We all want to remember a better time, when better leaders behaved better. But facts sometimes undermine myths. This August will mark the 60th anniversary of the Eisenhower Administration's destruction of Iranian democracy. It was the first time a U.S. president had the CIA destroy another country's democracy, and it wouldn't be the Eisenhower Administration's last.
As I wrote last August, the Truman Administration, under the advice of Secretary of State Dean Acheson, refused the idea of destroying Iran's democracy. Eisenhower approved it.
President Harry S. Truman and his secretary of state, Dean Acheson, sympathized with Iran's nationalist ambitions, and believed the best way to thwart Soviet expansionism was to side with the legitimate aspirations for freedom in less developed countries. Truman tried to mediate, but he and Acheson both were appalled by British intransigence. The British appealed to the World Court, and lost. Mossadegh became an international celebrity. But in late 1951, the British returned Winston Churchill to Downing Street, and in 1952, the Americans elected Dwight Eisenhower to the presidency. History was about to change.
Eisenhower himself was not enthusiastic about supporting Churchill's intentions with Iran, but his secretary of state and CIA director, the Dulles brothers, eventually convinced him otherwise. A covert operation was led by Kermit Roosevelt, Jr., grandson of late U.S. President Theodore Roosevelt, and it included creating great social unrest and the hiring of some of Iran's most notorious criminals to stage violent riots in support of the Shah, which Mossadegh, being a champion of the rights to free speech and assembly, at first did not oppose. Coupled with the economic chaos caused by a British-led international boycott against buying Iranian oil, Mossadegh's rule was weakened, and a well-bribed military then took action. A first coup attempt failed, the Shah was forced to flee to Iraq, then Rome, but before a week had expired, a second coup attempt had succeeded. All of this was coordinated by Roosevelt, mostly out of the American Embassy in Tehran. The Shah was restored, Mossadegh turned himself in, and Iranian democracy was dead.

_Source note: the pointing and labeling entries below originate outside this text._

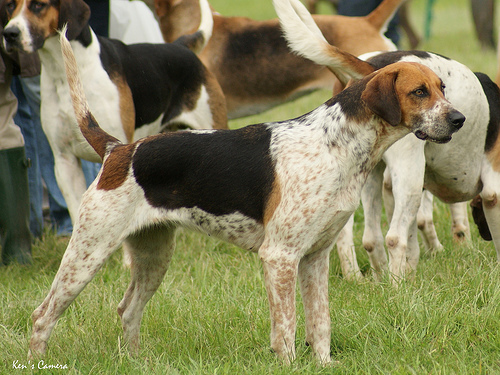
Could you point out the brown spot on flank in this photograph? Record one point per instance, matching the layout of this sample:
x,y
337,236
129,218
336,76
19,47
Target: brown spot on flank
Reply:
x,y
273,201
493,156
116,167
216,101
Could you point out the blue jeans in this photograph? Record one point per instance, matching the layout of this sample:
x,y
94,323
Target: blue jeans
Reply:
x,y
27,91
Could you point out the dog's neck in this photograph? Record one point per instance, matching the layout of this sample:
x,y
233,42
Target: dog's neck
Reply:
x,y
360,143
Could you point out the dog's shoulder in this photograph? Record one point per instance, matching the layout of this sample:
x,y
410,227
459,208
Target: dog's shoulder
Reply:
x,y
492,93
210,170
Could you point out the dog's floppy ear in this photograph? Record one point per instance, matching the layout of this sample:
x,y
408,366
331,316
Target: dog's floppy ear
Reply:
x,y
381,98
75,13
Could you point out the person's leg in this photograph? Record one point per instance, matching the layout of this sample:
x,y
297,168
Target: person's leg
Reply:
x,y
24,118
14,203
59,214
359,8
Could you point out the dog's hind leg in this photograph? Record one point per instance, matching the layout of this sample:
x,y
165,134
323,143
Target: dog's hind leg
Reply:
x,y
280,275
313,279
425,223
347,252
150,253
97,234
373,238
407,185
490,202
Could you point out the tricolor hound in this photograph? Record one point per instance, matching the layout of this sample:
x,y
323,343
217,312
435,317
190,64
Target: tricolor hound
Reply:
x,y
456,172
284,190
134,90
252,62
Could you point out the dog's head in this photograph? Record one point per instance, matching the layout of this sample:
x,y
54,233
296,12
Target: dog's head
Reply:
x,y
31,22
411,95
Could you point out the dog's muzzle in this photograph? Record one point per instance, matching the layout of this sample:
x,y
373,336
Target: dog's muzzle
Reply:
x,y
455,121
11,37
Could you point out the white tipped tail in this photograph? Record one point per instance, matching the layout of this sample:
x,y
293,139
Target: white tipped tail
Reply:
x,y
95,136
306,39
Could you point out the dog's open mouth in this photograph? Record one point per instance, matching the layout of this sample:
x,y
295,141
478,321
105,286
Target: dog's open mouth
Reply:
x,y
425,137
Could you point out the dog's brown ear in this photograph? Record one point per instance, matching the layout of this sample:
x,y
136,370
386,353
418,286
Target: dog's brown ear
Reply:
x,y
76,13
381,98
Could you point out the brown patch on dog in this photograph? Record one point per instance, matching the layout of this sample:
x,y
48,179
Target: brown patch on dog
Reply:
x,y
480,219
116,167
273,201
127,110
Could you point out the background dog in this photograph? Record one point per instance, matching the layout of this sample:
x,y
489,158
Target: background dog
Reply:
x,y
252,62
455,172
133,89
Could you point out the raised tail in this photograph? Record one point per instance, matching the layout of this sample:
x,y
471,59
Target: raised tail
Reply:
x,y
306,39
199,39
381,15
95,136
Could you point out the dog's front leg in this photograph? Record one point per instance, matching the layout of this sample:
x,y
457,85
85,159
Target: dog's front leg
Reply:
x,y
425,223
347,252
70,178
401,238
313,279
373,238
280,274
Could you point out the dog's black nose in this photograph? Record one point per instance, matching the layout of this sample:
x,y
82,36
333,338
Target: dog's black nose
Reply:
x,y
456,119
11,34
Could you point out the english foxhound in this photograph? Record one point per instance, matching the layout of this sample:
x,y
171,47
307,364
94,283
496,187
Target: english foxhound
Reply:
x,y
456,172
284,190
252,62
134,90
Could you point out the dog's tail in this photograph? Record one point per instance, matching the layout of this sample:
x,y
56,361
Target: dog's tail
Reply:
x,y
95,136
199,39
381,16
306,39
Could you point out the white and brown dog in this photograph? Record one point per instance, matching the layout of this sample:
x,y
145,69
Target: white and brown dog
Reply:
x,y
133,90
456,172
252,62
284,190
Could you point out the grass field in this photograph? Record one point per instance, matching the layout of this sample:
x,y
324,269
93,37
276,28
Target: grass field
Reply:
x,y
210,316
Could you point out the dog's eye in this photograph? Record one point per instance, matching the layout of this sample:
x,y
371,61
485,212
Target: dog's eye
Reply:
x,y
420,92
37,6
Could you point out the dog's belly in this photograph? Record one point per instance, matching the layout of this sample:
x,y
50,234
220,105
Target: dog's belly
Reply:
x,y
455,180
235,228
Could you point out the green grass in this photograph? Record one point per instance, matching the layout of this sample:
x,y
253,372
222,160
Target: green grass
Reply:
x,y
210,315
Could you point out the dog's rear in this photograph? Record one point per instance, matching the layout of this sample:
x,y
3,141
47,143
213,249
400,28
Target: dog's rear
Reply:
x,y
100,141
252,62
199,39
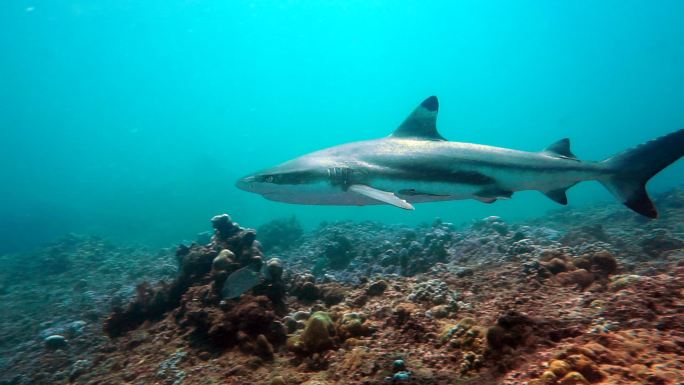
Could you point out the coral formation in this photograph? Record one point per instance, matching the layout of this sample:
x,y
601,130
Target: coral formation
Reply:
x,y
589,296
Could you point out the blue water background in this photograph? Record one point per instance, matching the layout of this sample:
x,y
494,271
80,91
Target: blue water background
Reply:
x,y
132,119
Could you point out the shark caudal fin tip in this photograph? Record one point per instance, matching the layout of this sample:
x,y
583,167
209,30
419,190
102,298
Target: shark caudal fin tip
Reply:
x,y
430,104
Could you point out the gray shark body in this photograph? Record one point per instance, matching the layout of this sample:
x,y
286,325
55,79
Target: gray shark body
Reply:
x,y
416,164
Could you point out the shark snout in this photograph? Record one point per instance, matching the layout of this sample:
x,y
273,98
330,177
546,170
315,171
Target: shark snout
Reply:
x,y
246,183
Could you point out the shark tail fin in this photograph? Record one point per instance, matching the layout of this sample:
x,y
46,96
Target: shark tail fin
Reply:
x,y
633,168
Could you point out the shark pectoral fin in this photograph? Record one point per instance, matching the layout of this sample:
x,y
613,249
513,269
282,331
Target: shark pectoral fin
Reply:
x,y
485,200
557,196
382,196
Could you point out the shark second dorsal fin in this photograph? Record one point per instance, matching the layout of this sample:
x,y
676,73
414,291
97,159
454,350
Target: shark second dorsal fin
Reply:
x,y
561,149
422,123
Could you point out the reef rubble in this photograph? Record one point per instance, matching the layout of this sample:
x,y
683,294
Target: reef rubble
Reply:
x,y
582,296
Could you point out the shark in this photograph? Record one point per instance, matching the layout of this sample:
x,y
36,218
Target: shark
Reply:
x,y
416,164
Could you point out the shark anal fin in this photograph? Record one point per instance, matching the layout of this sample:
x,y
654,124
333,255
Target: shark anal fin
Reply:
x,y
413,192
494,192
381,196
491,193
558,195
560,149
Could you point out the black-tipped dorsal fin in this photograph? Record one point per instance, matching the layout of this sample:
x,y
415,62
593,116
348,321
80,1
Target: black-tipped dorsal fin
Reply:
x,y
560,148
422,123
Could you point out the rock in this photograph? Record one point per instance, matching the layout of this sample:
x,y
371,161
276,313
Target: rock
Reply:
x,y
401,376
376,288
264,349
274,269
280,234
55,342
223,261
580,277
398,365
352,325
559,367
573,378
79,368
316,337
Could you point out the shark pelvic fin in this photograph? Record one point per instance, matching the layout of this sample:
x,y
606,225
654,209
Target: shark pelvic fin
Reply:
x,y
560,149
381,196
422,123
557,196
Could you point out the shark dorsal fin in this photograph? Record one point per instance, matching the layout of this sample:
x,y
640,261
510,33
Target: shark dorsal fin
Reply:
x,y
560,148
422,123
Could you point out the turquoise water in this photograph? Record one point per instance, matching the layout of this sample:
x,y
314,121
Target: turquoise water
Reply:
x,y
133,119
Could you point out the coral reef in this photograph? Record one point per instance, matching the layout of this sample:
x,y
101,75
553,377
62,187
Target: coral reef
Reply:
x,y
591,296
280,234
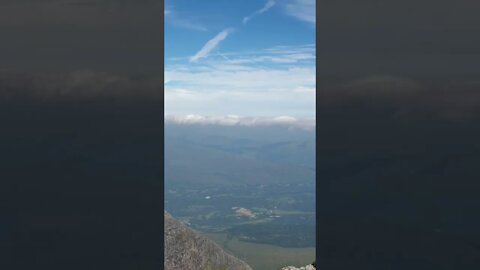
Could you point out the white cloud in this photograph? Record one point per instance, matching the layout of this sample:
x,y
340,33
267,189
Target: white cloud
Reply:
x,y
266,7
171,17
210,45
251,86
235,120
303,10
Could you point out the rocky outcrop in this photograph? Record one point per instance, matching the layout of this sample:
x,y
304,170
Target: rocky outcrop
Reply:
x,y
186,249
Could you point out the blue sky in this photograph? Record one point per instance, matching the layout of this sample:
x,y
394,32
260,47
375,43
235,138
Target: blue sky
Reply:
x,y
247,58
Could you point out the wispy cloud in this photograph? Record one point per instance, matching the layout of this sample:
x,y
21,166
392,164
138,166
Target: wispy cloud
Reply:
x,y
242,83
210,45
174,19
303,10
266,7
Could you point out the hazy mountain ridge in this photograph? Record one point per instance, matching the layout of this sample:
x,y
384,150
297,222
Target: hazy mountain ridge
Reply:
x,y
185,249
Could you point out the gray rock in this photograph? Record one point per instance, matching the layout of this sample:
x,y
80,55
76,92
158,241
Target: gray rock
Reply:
x,y
186,249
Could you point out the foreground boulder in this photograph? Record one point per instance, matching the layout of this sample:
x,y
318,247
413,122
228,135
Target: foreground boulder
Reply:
x,y
186,249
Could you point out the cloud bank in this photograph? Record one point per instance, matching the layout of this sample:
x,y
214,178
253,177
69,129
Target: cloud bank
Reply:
x,y
81,85
234,120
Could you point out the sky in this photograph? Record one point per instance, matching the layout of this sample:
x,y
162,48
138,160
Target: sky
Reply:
x,y
251,58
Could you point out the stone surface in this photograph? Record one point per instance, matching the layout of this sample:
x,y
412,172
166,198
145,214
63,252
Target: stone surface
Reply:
x,y
186,249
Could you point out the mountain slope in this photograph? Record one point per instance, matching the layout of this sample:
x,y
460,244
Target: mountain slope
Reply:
x,y
185,249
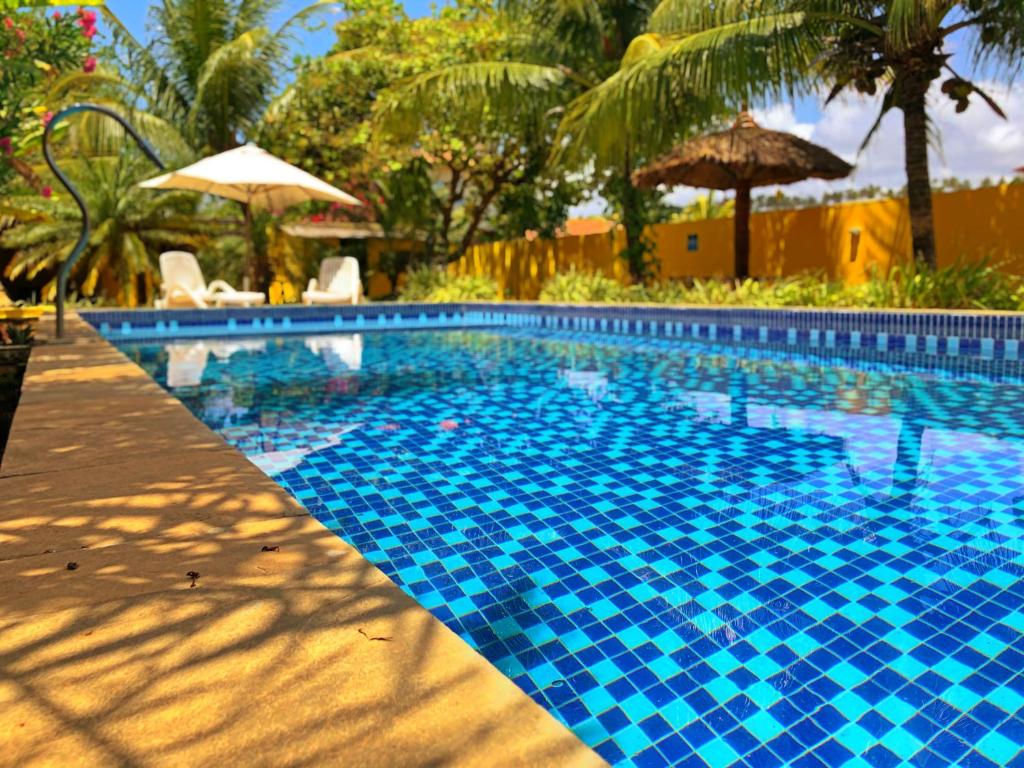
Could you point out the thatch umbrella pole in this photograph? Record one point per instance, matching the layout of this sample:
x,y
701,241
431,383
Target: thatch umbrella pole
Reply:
x,y
741,229
741,158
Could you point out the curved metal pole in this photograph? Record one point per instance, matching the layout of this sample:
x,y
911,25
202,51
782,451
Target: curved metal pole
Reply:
x,y
83,239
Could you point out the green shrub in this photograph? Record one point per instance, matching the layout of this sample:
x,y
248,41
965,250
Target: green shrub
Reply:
x,y
966,285
586,287
15,333
432,285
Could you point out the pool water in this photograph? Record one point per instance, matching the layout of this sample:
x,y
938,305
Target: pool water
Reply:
x,y
691,554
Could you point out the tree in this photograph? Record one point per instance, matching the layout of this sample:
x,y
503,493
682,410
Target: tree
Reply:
x,y
35,49
736,51
451,182
563,48
212,71
130,227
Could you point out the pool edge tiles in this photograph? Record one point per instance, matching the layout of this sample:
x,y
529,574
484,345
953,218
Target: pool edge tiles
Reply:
x,y
138,596
938,334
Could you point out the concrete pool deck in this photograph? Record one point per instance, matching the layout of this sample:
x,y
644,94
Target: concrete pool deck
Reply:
x,y
303,655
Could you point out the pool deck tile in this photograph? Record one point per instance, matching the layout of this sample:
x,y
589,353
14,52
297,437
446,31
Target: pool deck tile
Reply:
x,y
302,655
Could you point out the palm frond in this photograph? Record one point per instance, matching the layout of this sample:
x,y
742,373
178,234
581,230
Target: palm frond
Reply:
x,y
681,81
502,90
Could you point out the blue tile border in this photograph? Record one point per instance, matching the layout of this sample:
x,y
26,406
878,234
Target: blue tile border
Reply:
x,y
949,335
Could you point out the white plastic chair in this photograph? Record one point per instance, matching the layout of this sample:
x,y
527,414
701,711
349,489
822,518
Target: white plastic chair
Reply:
x,y
338,284
183,285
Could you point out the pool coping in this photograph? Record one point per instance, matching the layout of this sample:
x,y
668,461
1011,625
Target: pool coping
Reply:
x,y
942,334
111,494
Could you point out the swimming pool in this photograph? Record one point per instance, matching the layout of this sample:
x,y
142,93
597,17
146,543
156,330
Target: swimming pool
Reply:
x,y
690,551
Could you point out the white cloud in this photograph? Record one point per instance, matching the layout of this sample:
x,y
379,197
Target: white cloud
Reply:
x,y
973,145
782,118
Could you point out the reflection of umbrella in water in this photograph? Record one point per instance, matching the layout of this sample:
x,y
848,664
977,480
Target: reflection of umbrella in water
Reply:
x,y
595,383
276,450
340,352
186,361
741,158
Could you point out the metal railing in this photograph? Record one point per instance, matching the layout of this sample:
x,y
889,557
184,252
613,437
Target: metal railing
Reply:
x,y
83,239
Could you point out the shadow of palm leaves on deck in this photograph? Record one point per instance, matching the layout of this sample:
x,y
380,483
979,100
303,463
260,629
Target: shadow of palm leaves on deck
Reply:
x,y
121,662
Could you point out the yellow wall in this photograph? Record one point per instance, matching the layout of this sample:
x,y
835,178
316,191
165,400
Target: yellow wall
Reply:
x,y
973,224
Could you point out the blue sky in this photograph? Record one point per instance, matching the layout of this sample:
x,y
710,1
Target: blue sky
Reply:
x,y
134,13
973,145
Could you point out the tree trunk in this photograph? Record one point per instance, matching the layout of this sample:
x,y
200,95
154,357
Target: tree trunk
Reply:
x,y
634,222
741,229
256,269
919,180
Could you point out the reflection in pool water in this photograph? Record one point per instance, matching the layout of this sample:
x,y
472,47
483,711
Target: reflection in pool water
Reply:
x,y
686,552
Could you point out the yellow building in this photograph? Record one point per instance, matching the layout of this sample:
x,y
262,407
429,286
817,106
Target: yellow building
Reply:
x,y
843,242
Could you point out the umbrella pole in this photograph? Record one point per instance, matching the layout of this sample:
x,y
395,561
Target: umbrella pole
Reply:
x,y
250,249
741,238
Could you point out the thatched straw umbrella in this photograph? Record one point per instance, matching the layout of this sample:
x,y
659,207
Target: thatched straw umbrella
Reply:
x,y
741,158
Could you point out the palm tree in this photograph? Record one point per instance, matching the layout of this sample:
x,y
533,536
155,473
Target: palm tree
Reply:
x,y
566,47
212,71
130,227
747,49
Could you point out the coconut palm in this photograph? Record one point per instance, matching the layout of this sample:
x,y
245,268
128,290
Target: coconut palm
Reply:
x,y
748,49
213,66
130,227
565,48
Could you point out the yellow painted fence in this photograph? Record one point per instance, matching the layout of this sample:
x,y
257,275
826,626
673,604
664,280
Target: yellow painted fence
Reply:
x,y
843,241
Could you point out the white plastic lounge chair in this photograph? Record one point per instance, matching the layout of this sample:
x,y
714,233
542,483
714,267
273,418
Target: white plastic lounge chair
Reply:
x,y
341,352
338,283
183,285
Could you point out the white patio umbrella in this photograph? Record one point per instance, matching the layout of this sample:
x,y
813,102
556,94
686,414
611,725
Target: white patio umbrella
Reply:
x,y
254,177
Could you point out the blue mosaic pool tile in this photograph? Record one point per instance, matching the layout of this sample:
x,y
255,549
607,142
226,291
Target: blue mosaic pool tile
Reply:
x,y
691,552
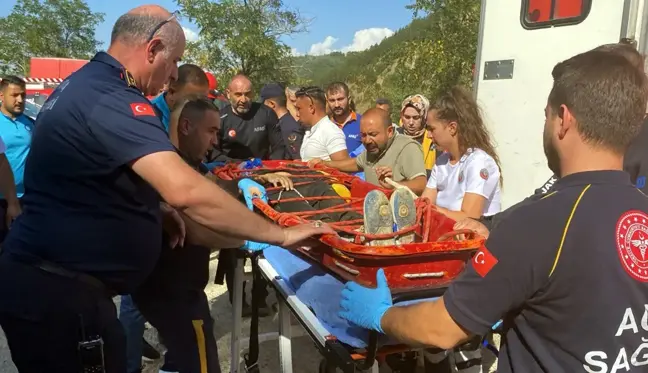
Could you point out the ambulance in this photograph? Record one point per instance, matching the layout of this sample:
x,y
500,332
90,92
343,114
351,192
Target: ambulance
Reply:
x,y
519,44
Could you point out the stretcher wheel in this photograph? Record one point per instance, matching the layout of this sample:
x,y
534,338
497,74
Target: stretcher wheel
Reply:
x,y
451,234
326,367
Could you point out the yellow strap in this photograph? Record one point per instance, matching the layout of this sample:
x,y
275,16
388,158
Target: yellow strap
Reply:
x,y
200,341
571,215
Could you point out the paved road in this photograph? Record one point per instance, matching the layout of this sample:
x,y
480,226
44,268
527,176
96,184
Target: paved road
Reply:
x,y
305,356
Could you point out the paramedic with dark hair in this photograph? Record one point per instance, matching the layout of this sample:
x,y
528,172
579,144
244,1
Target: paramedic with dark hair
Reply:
x,y
15,131
248,129
191,81
92,223
559,297
274,96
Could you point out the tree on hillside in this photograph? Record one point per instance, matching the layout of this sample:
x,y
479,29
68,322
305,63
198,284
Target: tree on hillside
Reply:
x,y
243,36
46,28
456,29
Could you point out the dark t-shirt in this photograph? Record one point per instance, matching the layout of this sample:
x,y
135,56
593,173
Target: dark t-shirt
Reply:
x,y
255,134
292,134
85,209
567,273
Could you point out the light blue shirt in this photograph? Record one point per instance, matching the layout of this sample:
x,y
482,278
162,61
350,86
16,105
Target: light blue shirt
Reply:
x,y
16,134
160,103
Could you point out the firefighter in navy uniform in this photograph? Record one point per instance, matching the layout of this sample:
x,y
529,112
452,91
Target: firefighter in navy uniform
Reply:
x,y
92,223
274,96
566,273
249,129
173,297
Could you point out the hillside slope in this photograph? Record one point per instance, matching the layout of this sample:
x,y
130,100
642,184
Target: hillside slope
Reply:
x,y
427,56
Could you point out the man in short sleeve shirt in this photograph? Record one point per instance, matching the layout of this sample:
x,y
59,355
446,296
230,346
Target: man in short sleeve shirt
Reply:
x,y
323,139
99,166
565,272
7,186
274,96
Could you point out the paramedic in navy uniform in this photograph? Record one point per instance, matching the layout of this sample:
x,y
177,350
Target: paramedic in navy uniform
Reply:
x,y
92,223
567,274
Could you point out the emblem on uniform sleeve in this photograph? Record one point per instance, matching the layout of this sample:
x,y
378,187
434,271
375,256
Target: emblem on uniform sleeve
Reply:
x,y
140,109
484,261
632,243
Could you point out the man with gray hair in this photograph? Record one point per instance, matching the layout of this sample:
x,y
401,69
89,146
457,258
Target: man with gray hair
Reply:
x,y
102,184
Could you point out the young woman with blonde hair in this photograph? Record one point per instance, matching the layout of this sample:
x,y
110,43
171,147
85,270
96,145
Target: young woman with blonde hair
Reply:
x,y
466,179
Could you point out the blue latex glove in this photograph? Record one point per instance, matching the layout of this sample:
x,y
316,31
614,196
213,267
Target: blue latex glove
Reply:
x,y
246,186
210,166
363,306
254,246
357,151
250,164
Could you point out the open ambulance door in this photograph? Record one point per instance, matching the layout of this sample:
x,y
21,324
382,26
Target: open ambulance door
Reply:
x,y
519,44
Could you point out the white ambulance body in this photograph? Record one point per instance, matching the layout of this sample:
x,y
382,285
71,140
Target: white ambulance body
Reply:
x,y
519,44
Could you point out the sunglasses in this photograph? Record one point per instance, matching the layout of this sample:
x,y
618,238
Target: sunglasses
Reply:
x,y
157,28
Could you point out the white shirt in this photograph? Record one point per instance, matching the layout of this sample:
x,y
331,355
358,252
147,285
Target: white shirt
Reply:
x,y
322,140
476,172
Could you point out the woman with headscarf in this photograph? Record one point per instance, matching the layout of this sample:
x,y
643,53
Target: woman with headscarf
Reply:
x,y
412,123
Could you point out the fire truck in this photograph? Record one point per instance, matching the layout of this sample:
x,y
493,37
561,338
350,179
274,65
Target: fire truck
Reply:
x,y
46,74
519,44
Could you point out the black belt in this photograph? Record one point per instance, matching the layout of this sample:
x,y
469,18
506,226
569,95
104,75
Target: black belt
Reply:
x,y
56,269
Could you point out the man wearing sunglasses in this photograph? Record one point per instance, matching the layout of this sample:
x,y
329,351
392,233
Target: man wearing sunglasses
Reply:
x,y
99,170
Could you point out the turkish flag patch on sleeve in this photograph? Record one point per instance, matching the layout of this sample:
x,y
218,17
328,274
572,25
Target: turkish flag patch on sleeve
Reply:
x,y
484,261
140,109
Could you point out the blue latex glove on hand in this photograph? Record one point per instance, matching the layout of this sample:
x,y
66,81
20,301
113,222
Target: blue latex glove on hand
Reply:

So pleased were they with their results, the Dulles brothers soon began planning their second coup, which would take place in Guatemala. Anglo-Iranian subsequently changed its name to British Petroleum. Mossadegh spent three years in prison, and the rest of his life under house arrest, in a small village where only his family and close friends were allowed to visit. The increasing repression under the Shah eventually led to his being overthrown, but it took more than two long decades, and because the Shah had so successfully crushed most secular opposition, that 1979 revolution quickly became fervently religious. Most Americans didn't understand why Iranian revolutionaries subsequently attacked the American Embassy in Tehran, taking dozens of hostages, and neither the politicians nor the media bothered to explain. But most Iranians knew that the 1953 demolition of their democracy, and the restoration of the Shah, had been planned from that very building. Many Muslims around the world also knew very well what had happened.
This is but a very brief outline, and there are many fascinating details and nuances, but understanding this history will be increasingly important, as the same neocons who so brilliantly propagandized for the so successful invasion of Iraq ramp up their pressure on President Obama to get more aggressive with Iran. It isn't much of a campaign issue, but with the theocratic Iranian regime the Eisenhower Administration made almost inevitable still pursuing the nuclear weapons that the nations that already have nuclear weapons say no one else must be allowed to have, the politics of nucelar proliferation will continue to grow more complicated and more dangerous, and Iran will remain its primary focus.
Good and decent people don't destroy democracies. Good and decent presidents don't leave a legacy of danger and horror and destruction that after sixty years haunts not only other nations but our own. But that's what Eisenhower did.